Time to experiment with a pressurized roaster

That PhD dissertation referenced earlier was talking about a roaster with an oxygen-free environment later in the roast! That's your next project I think!

This is an article by Swiss Federal Institute of Technology and Nesle published in J Agri Food Chem in 2008, which discussed time/temperature, and published after the Illy book. The beans were roasted in G45 20kg-batch Probat and 100g fluid bed lab roaster. Sixteen flavor compounds were measured. So yes, the rate of change has a definitive impact on flavor.

This is the synopsis:

http://pubs.acs.org/doi/abs/10.1021/jf8...istoryKey=

The article has details about the material and method, result, discussion, etc, etc. For the chemically inclined regarding this article, contact me off line.

"When the drum roaster and the fluidizing bed roaster were operated in the so-called temperature profile mode, that is, along the identical development of coffee bean temperature over roasting time, the kinetics of aroma generation were similar in both processes."

As I would expect, despite lore to the contrary.

This article is flat our wrong. I have done dozens of roasts with identical PIDed bean profiles on the identical airroaster and gotten differences that even non-coffee drinkers could readily identify in triangle tests

All I did was add or remove the insulating sleeve on the roast chamber, so that the ETs changed by a factor of 50F. I have also tasted some differences, but not as reliably, changing the tuning constants on the PID controller, so the the ET either oscillated or ran asympotically (asymptotic is better).

The beans roast on a heat gradient from the highest to the lowest temperature in the roaster. The lowest temperature, the heat sink, is likely to be the bean center. The highest temperature is probably where the heated air enters the roaster or first meets the beans. This can be anything from 50F to 250F higher than the bean center.
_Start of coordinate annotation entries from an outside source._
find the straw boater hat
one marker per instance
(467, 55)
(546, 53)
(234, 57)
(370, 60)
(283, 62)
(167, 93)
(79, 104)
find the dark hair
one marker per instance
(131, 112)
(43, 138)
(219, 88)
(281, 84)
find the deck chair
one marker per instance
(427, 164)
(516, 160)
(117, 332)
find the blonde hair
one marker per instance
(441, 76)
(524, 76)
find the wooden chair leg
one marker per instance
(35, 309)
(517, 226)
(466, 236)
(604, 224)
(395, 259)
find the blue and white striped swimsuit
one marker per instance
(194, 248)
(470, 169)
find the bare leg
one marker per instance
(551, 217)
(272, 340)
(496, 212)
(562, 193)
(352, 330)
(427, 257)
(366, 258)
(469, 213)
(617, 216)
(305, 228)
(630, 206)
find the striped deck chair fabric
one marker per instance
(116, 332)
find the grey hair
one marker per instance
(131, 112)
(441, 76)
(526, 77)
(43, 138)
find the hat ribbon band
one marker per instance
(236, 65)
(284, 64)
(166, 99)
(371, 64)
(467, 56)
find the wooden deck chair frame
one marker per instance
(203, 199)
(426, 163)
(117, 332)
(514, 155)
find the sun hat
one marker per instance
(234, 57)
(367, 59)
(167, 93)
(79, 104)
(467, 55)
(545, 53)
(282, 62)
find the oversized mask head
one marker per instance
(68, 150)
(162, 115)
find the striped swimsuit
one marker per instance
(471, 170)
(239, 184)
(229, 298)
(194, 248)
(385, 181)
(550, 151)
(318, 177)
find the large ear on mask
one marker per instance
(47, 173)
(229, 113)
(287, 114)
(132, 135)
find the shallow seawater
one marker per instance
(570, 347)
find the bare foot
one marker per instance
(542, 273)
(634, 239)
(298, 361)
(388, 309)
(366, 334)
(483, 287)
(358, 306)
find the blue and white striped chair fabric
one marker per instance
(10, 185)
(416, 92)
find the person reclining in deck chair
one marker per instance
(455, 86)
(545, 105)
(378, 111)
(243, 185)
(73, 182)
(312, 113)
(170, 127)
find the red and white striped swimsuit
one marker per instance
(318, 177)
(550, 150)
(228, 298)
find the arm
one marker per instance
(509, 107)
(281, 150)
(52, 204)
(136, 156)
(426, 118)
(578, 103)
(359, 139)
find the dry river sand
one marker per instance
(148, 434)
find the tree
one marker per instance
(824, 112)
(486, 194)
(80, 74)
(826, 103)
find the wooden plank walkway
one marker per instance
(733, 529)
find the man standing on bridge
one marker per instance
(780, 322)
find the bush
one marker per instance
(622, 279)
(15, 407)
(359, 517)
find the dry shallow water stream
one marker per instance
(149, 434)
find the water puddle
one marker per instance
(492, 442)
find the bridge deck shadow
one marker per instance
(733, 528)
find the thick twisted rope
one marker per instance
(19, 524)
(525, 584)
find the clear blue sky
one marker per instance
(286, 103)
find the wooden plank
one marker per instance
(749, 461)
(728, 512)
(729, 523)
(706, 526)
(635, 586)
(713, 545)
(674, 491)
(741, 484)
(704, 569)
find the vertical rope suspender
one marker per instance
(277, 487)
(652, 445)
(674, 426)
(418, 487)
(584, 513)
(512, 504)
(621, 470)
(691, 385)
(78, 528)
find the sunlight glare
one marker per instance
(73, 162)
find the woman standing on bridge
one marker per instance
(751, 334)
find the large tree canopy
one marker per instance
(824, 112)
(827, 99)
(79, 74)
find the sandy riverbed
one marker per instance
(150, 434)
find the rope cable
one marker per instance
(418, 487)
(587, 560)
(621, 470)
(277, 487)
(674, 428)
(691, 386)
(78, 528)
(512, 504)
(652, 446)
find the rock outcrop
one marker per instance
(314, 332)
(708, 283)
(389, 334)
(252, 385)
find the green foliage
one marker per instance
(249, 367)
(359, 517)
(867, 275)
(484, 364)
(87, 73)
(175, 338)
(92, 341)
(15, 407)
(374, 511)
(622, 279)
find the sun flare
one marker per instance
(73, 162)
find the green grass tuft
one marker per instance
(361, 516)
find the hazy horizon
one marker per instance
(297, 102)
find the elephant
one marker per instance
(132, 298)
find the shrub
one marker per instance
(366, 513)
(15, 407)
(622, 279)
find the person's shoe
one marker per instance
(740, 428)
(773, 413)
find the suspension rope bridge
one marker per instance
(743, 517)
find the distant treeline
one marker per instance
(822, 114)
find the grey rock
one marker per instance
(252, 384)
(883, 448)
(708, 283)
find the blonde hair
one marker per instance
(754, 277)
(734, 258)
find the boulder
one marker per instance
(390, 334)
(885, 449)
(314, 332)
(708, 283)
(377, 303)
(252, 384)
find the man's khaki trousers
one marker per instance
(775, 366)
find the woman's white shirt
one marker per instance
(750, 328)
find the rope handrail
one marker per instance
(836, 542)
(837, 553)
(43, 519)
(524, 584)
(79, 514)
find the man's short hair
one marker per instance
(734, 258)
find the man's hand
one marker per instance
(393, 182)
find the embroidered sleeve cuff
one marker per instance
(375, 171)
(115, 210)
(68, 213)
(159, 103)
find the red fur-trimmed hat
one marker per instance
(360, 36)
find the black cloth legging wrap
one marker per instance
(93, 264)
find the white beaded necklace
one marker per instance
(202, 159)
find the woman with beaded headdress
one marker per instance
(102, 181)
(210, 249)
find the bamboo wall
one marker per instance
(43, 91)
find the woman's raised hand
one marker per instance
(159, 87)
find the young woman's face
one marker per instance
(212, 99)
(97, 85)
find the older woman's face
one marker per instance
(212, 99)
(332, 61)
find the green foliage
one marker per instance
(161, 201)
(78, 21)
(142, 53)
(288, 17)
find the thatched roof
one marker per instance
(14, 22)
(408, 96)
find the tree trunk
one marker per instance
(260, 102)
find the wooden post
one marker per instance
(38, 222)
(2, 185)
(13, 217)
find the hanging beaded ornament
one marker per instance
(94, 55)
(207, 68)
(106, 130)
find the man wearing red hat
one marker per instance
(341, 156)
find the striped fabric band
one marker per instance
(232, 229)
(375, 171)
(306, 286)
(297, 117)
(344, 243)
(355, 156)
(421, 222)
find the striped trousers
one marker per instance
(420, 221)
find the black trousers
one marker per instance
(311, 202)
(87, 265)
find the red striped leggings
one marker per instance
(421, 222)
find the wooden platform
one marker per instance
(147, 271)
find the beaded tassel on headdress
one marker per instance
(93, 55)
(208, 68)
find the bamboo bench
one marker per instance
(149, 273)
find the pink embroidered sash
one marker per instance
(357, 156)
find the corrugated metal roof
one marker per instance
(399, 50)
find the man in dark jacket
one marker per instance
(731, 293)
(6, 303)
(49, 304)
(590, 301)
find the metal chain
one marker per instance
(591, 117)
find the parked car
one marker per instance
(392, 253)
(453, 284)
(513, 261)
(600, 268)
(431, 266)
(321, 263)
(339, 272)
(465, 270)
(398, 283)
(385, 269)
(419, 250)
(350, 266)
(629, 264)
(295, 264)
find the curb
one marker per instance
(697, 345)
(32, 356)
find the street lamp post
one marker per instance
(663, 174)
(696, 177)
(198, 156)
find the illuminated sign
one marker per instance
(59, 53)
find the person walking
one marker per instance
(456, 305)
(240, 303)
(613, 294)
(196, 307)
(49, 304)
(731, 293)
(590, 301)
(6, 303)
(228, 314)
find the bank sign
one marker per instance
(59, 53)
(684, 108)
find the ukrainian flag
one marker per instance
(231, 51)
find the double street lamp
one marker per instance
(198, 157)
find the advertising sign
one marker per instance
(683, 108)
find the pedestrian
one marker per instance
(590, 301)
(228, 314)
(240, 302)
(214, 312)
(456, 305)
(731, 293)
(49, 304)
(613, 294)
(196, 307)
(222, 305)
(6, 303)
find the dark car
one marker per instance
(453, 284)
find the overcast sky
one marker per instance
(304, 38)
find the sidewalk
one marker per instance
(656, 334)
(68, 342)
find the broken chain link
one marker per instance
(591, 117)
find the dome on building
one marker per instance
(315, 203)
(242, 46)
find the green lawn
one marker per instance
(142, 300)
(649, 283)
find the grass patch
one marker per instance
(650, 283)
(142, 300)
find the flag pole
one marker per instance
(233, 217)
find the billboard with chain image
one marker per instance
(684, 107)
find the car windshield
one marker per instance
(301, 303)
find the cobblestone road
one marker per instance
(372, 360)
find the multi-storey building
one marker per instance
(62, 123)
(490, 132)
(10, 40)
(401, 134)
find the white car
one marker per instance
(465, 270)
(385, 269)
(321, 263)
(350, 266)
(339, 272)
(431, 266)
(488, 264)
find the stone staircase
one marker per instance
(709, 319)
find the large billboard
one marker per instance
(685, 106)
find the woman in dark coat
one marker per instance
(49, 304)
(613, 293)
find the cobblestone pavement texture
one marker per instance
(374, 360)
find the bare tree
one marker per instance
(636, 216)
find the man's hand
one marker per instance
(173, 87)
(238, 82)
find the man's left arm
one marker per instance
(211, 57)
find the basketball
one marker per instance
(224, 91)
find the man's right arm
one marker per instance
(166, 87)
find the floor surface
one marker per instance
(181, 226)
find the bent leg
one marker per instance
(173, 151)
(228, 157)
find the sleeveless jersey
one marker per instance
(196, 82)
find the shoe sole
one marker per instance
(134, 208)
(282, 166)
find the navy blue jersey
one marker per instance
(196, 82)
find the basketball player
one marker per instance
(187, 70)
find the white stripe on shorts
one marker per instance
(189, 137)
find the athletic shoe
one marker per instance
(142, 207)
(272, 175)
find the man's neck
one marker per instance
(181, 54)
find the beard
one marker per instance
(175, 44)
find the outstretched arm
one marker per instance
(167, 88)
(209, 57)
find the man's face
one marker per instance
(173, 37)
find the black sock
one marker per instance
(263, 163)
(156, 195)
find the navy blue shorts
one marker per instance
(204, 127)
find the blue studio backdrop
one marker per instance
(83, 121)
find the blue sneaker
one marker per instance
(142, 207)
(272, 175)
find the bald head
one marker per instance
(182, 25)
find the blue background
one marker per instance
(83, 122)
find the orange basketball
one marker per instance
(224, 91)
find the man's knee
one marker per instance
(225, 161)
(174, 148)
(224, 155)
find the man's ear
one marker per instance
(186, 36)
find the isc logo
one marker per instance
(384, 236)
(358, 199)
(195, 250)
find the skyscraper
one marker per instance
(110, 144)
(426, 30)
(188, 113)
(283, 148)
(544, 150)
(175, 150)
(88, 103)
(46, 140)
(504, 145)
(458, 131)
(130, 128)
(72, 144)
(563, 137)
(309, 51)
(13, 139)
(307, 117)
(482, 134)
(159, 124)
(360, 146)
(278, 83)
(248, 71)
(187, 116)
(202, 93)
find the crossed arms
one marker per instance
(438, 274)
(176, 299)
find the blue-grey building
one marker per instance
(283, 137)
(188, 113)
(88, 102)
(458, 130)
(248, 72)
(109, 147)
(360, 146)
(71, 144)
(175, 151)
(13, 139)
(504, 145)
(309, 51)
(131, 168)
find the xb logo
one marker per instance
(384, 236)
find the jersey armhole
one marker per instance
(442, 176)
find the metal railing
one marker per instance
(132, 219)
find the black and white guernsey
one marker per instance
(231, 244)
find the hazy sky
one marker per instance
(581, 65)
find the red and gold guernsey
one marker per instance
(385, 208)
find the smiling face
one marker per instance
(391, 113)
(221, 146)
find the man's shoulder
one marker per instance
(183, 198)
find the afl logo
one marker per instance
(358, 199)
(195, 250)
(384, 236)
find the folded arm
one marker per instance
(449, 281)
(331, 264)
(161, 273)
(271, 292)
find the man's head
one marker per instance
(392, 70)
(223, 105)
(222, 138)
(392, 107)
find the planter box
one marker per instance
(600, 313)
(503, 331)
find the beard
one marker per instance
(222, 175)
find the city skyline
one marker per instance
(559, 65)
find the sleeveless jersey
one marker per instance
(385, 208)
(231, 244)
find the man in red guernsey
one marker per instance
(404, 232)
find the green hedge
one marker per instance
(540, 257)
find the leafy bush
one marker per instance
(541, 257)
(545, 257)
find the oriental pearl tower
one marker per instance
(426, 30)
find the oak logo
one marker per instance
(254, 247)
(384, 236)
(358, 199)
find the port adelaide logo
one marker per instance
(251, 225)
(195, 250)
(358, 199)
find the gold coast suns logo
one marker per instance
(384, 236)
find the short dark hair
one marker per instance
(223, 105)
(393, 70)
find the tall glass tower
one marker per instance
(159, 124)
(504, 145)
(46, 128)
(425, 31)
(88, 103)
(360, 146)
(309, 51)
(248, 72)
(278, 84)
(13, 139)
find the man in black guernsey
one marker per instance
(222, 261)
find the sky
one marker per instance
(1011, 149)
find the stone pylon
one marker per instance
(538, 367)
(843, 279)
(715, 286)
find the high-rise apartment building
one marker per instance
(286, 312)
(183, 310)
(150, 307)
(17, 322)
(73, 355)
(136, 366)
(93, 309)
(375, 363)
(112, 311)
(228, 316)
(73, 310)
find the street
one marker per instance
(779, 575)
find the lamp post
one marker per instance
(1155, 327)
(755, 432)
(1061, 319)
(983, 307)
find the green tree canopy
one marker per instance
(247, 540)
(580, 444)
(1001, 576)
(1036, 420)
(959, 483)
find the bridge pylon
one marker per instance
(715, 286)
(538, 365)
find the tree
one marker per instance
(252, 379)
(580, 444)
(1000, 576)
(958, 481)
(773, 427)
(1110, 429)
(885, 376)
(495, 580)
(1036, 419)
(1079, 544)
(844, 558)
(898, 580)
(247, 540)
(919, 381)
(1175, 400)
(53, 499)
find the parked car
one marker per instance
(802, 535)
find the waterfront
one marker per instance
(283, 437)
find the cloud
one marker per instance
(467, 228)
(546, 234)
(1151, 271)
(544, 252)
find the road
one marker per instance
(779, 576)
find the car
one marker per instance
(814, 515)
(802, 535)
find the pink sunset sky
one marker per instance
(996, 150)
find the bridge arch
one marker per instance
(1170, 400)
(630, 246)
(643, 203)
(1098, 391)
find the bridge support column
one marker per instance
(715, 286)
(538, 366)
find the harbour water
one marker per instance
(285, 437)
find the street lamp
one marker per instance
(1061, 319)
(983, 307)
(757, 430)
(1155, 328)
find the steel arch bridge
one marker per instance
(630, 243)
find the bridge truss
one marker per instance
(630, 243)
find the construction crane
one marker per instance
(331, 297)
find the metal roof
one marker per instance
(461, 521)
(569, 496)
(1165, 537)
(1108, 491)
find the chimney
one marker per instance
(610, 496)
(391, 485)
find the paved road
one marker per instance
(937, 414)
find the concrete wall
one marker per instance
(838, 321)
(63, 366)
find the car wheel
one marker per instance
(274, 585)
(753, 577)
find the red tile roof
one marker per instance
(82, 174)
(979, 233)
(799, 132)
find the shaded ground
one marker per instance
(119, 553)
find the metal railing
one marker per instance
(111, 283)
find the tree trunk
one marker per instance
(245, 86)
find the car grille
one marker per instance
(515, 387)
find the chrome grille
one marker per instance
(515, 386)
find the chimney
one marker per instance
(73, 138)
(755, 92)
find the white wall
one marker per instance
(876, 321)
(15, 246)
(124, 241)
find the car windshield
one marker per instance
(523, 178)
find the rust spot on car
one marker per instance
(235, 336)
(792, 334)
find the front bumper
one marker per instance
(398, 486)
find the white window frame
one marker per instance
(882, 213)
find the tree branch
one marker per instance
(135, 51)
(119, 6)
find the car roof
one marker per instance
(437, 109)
The taste of the coffee depends on its chemistry, not on how fast, when, or where that chemistry occurred. You can get the same taste, the same chemistry, with different roast times and different roasters -- my 12 to 13 minute drum roasts are indistinguishable from my 9 to 10 minute air roasts, since I've worked very hard and for many years to get them both exactly the way I like. And you can get different tastes and chemistry with the same roast times -- as in the example of insulated and uninsulated roasters I gave above.

Anybody who has the gear can confirm this in one afternoon's roasting session.

I think the rate of change may not be critical after certain point, but there is a period where certain rate of change is desirable.

The chlorogenic acid for example follows a first degree rate of degradation. With current roasting technology, certain time has to pass for these groups of acids to degrade to decrease the associated astringency. This may be the reason we don't have roasting that finishes the roast in for example, 30 seconds.